Agga Nya Na vit avec deux autres moines plus âgés dans un appartement de Brooklyn aménagé en petit monastère. Il continue : « Nous nous demandons si ce régime n’essaie pas de faire bonne figure vis-à-vis des Etats-Unis et de l’Union Européenne pour qu’ils lèvent les sanctions économiques. Nous sommes persuadés que le régime ne tiendra pas des élections libres et honnêtes en avril ». Celles auxquelles se présente Aung San Suu Kyi ». Chats échaudés craint l’eau froide. Ou plutôt moines persécutés connaissent la musique. Depuis plus de cinquante ans !

Parallèlement et pour corroborer les craintes de mon ami, Bertil Lintner, correspondant de la Far Eastern Economic Review et auteur de plusieurs livres sur la Birmanie, confirme : « La relaxe de 200 prisonniers politiques et la tentative de cessez-le-feu avec le KNU (l’armée rebelle karen) sont les dernières mesures prises par le président Thein Sein pour améliorer l’image du Myanmar sur le plan international et apaiser ainsi les critiques, aussi bien à l’intérieur du pays qu’à l’étranger ».


Ces changements en surface (il a écrit « cosmétiques ») dans ce pays de tradition militaire (et ça remonte à  bien avant l’occupation britannique), sont indubitables. C’est devenu aujourd’hui plus facile pour les citoyens ordinaires d’avoir certains accès a Internet, aux magazines et journaux locaux et à certains articles dont la publication était impensable i y a quelques semaines – Du moins à Rangoon – Sans parler de l’icône Aung San Suu Kyi qui a passé 15 ans de ces 21 dernières années en résidence surveillée et dont les photos sont maintenant en vente sur les marchés.

« Beaucoup de citoyens du Myanmar ont accueilli avec soulagement ces mesures dans ce pays sur lequel la pression de la junte est insupportable, autant que la mémoire se souvienne.

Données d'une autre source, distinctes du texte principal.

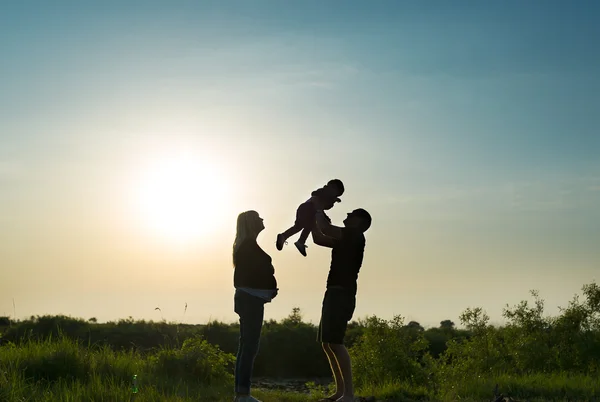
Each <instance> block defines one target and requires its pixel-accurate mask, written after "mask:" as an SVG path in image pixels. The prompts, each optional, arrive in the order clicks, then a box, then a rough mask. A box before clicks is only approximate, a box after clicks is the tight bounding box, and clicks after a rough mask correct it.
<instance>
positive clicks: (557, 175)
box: [0, 1, 600, 325]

Mais ces mesures de relâchement ne peuvent être assimilées à un « processus de réforme » qui exigerait des changements de structure et de constitution ». (Rappel : en 2008 les généraux ont obtenu la constitution qu’ils voulaient à travers des élections truquées et ils contrôlent aujourd’hui la majorité des sièges au Parlement, donc ils peuvent se permettre de faire quelques concessions mineures en réponse aux pressions internationales)

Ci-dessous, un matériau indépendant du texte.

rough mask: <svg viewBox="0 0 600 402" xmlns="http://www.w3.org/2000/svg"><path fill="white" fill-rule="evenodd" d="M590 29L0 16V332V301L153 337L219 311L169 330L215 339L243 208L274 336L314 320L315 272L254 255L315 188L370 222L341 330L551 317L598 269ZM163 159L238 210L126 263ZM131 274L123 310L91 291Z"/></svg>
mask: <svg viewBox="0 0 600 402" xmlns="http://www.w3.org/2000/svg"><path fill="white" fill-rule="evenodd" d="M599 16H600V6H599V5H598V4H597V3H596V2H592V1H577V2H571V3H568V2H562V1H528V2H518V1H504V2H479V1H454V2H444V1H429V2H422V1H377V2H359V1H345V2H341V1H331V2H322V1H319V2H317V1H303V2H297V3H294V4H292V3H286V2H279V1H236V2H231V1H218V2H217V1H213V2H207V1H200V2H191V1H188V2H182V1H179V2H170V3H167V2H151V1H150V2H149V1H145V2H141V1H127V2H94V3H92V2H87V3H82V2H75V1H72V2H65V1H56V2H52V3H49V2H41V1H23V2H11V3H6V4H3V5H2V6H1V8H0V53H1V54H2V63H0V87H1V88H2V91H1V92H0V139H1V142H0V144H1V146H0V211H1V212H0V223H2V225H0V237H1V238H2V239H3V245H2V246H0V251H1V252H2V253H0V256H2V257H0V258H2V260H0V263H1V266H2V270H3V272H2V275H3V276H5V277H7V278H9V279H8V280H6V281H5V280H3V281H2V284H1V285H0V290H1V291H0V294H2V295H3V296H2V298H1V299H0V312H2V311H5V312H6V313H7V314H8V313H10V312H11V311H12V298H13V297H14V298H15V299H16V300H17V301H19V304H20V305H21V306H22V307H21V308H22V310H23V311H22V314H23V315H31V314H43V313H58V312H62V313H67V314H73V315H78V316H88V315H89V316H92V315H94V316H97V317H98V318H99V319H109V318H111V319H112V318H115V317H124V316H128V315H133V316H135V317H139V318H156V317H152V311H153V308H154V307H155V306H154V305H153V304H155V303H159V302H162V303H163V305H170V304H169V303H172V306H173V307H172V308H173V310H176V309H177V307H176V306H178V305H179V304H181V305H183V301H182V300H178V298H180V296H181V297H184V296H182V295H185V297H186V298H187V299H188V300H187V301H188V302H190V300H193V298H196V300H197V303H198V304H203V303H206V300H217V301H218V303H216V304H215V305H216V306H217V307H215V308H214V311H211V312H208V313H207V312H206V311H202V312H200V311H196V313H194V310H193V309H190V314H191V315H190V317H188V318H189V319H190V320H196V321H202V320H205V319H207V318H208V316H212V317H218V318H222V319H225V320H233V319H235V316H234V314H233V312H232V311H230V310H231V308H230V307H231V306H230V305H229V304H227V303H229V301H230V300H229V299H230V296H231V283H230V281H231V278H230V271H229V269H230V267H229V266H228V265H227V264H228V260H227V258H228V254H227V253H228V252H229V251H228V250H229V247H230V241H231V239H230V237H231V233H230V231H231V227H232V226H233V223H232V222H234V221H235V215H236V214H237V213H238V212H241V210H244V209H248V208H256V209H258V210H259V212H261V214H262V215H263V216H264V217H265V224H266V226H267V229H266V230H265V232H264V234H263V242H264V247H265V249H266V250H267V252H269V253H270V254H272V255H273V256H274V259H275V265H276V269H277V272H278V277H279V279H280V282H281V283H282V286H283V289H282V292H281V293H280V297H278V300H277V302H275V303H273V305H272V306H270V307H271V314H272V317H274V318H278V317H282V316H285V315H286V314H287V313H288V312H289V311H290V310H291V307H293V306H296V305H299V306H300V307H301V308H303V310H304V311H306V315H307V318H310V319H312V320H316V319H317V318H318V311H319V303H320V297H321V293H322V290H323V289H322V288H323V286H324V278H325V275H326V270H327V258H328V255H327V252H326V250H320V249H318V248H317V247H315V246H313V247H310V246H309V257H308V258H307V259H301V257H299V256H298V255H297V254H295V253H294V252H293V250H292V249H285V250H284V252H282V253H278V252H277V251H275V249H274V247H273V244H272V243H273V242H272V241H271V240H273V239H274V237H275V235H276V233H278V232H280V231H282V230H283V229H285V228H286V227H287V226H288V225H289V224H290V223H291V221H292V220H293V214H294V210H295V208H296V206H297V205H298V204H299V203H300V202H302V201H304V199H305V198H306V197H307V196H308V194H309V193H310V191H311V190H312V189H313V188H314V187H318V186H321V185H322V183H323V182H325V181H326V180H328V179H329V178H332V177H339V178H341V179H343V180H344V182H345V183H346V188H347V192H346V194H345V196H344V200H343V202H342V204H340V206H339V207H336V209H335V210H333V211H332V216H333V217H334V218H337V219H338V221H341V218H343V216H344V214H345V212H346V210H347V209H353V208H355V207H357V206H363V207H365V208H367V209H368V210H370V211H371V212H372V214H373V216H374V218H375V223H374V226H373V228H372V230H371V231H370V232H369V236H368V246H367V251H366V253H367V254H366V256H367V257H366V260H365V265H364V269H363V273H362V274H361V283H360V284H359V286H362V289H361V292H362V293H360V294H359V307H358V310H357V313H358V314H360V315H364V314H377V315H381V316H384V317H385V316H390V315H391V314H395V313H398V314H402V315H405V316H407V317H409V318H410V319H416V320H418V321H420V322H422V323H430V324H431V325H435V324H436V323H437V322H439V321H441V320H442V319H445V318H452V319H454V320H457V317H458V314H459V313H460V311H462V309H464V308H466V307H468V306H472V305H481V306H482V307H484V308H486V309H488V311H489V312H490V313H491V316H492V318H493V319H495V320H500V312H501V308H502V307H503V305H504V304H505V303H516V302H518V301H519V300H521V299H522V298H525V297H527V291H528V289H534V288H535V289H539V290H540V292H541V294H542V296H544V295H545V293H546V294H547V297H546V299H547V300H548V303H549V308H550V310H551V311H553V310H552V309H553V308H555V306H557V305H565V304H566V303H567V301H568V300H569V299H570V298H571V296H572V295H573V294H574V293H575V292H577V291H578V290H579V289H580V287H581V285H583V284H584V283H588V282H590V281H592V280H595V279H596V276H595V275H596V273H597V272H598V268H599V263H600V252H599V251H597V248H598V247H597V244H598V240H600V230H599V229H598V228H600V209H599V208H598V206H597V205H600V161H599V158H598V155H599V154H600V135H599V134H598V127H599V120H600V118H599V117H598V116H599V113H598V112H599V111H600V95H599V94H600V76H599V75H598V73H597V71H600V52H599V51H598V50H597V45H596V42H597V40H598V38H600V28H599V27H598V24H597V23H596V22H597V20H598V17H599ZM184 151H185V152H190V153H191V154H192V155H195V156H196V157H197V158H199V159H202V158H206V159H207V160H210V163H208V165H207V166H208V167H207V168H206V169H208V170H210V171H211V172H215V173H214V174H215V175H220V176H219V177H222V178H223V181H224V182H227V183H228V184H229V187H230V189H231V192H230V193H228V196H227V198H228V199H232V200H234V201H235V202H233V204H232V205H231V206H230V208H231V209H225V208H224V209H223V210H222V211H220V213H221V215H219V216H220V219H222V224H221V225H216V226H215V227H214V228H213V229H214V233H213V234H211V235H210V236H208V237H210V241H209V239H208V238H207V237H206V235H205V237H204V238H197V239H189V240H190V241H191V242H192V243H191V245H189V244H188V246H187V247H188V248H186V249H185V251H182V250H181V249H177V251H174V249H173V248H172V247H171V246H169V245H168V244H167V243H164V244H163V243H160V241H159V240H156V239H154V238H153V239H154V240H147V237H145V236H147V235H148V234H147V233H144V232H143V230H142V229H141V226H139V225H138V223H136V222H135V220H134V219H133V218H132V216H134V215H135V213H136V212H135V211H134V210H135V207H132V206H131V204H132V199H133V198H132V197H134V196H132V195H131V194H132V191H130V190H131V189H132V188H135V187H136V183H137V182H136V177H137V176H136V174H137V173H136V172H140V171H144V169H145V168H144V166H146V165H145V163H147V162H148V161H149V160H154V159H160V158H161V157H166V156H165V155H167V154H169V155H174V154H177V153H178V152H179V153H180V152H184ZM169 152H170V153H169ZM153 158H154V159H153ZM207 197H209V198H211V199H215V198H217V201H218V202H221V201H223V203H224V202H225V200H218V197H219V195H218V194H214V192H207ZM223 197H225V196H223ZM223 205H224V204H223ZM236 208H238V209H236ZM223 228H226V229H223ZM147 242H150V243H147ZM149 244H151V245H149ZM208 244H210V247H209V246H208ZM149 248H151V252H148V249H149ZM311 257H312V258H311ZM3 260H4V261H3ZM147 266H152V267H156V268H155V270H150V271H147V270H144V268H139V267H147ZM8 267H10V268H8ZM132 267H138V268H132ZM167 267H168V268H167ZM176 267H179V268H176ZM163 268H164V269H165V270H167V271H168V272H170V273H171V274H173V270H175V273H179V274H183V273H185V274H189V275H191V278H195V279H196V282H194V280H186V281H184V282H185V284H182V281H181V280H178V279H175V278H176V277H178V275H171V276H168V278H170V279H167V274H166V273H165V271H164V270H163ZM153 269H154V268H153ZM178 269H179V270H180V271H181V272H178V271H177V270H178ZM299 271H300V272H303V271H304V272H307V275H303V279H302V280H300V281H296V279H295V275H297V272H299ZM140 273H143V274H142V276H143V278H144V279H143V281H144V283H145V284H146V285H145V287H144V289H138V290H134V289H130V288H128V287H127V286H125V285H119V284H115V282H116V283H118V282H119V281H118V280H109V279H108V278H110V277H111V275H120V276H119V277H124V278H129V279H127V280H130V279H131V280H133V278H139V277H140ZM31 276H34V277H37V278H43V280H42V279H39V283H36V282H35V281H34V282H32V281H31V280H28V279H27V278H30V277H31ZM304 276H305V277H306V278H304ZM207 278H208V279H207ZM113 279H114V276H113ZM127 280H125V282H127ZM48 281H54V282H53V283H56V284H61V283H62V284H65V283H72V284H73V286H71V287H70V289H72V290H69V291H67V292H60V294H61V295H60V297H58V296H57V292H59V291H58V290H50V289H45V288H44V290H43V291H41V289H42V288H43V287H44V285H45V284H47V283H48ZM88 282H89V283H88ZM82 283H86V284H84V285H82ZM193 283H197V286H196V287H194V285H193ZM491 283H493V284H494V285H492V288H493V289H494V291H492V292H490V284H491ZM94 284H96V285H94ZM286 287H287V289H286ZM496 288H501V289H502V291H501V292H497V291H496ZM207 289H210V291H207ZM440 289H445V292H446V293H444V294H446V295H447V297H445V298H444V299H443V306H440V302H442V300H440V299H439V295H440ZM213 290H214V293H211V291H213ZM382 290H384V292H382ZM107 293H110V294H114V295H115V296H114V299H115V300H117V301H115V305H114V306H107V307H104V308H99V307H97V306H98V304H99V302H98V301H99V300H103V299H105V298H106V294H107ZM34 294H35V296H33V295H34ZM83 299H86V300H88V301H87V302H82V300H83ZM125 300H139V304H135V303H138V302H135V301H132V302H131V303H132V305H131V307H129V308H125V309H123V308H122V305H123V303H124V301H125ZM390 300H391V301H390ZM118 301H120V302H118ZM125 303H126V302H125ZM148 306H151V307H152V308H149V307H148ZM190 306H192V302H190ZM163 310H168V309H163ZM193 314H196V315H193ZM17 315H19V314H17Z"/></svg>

« D’autre part, certains dissidents se demandent à voix basse… le quasi impensable… « Aung San Suu Kyi ne serait-elle pas manipulée par Thein Sein toujours soutenu par l’armée ? Ne serait-elle qu’un pion entre ses mains afin de briser l’isolement dans lequel se trouve le pays face à l’occident ? Contre une participation dans le futur gouvernement ? Si elle gagne 1 siège au gouvernement elle sera au mieux nommée ministre de la santé ou de l’éducation, des postes qui ne lui donneront pas le pouvoir politique et sûrement pas une influence quelconque sur l’armée. Elle pourrait être un excellent choix pour des rapports avec l’étranger afin de solliciter une aide pour la santé et des programmes d’éducation et également assister aux conférences internationales concernant le sida par exemple »  (Je signale que le sida, en diminution dans beaucoup d’autres pays, fait des ravages hallucinants au Myanmar) »

Les militaires ont bien tout bétonné concernant leur pouvoir. Ce ne sera pas ce que croit trop facilement l’occident qui voit déjà Aung San présidente du pays (ce qui serait impossible de toute façon, c’est dans la constitution : quelqu’un qui aurait un parent, conjoint, enfant d’étranger ne peut accéder à ce poste. Au moins le film de Besson a expliqué cette partie de sa vie. Aung San  choisit son pays et le pouvoir éventuel à sa famille).

Dans une interview « candide » avec « The Australian », WinTin, un des fondateur  en 1988 de la LND (le parti d’Aung San) et emprisonné pendant 19 ans pour ses convictions, a déclaré « que les « reformes » sont un stratagème utilisé par la dictature du pays pour séduire les gouvernements étrangers et neutraliser Aung San » D’autres dissidents – anciens prisonniers politiques et leaders de groupes locaux de la société civile se plaignent que Aung San rencontre facilement les visiteurs étrangers les uns après les autres, mais n’a pas le temps de les voir, eux.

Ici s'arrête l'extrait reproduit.